The content studied in this work does not differ from previous tool retrieval research, and the formulation is consistent. Why introduce the term "tool recommendation" instead of continuing to use "tool retrieval"? This change seems unnecessary.
The work attempts to select comprehensive and non-redundant tools by combining LLMs with a multi-view-based reranking prompt. However, selecting truly suitable tools based solely on semantic analysis of tool descriptions may not be effective, especially when many tool descriptions are "No description available," as seen in the appendix examples. Have the authors considered utilizing past interaction information or feedback from the LLM after actually invoking the tools to improve learning?
The proposed metric appears to be positively correlated with Recall@K and NDCG@K. Could you provide more explanation about the characteristics and necessity of this metric?
The experiments analyze only the results of tool retrieval without examining the actual impact on the downstream LLM-generated responses.
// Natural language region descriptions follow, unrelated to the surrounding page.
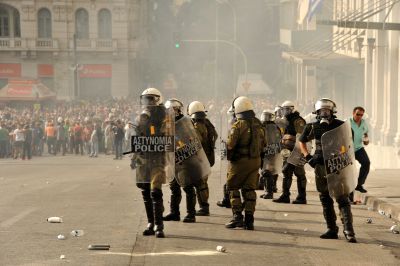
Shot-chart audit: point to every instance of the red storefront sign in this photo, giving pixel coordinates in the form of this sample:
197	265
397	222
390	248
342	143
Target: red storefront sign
10	70
95	71
45	70
20	87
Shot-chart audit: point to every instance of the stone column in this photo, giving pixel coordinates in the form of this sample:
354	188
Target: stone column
389	128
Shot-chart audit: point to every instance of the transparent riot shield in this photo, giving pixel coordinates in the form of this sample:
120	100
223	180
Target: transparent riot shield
152	144
339	159
272	160
191	163
226	120
296	157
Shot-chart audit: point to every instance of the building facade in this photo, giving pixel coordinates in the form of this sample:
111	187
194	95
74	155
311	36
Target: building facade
79	48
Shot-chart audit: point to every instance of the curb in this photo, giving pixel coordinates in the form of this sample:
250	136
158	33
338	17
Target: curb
379	205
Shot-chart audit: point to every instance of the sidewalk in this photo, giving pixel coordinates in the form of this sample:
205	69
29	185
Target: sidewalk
383	182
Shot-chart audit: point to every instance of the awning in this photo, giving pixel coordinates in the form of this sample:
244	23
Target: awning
25	89
319	59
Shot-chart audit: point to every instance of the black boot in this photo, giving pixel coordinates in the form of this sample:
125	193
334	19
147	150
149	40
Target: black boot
237	221
261	183
248	221
148	205
176	198
202	194
330	217
347	219
285	197
190	205
301	189
158	209
225	202
274	188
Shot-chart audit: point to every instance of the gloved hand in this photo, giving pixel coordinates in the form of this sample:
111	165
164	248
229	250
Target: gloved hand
311	161
133	164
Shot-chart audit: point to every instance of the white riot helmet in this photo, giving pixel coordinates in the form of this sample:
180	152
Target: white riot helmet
325	103
267	116
242	104
176	105
196	109
151	96
325	109
287	108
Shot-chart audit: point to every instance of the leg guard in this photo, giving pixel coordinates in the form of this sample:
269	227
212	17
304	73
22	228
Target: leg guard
330	216
158	209
148	204
236	201
190	204
347	219
202	194
249	197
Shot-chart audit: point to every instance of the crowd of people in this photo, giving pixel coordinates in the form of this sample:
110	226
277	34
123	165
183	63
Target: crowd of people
81	128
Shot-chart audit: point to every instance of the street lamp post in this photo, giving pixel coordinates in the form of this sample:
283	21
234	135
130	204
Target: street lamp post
233	10
236	46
As an intermediate step in LLM tool learning, tool retrieval should be evaluated based on the final results of downstream tasks for a more accurate assessment.

Overall, I am willing to increase my score during the rebuttal phase if the authors can address the concerns mentioned above.

撤稿通知

2024-12-11

I have read and agree with the venue's withdrawal policy on behalf of myself and my co-authors.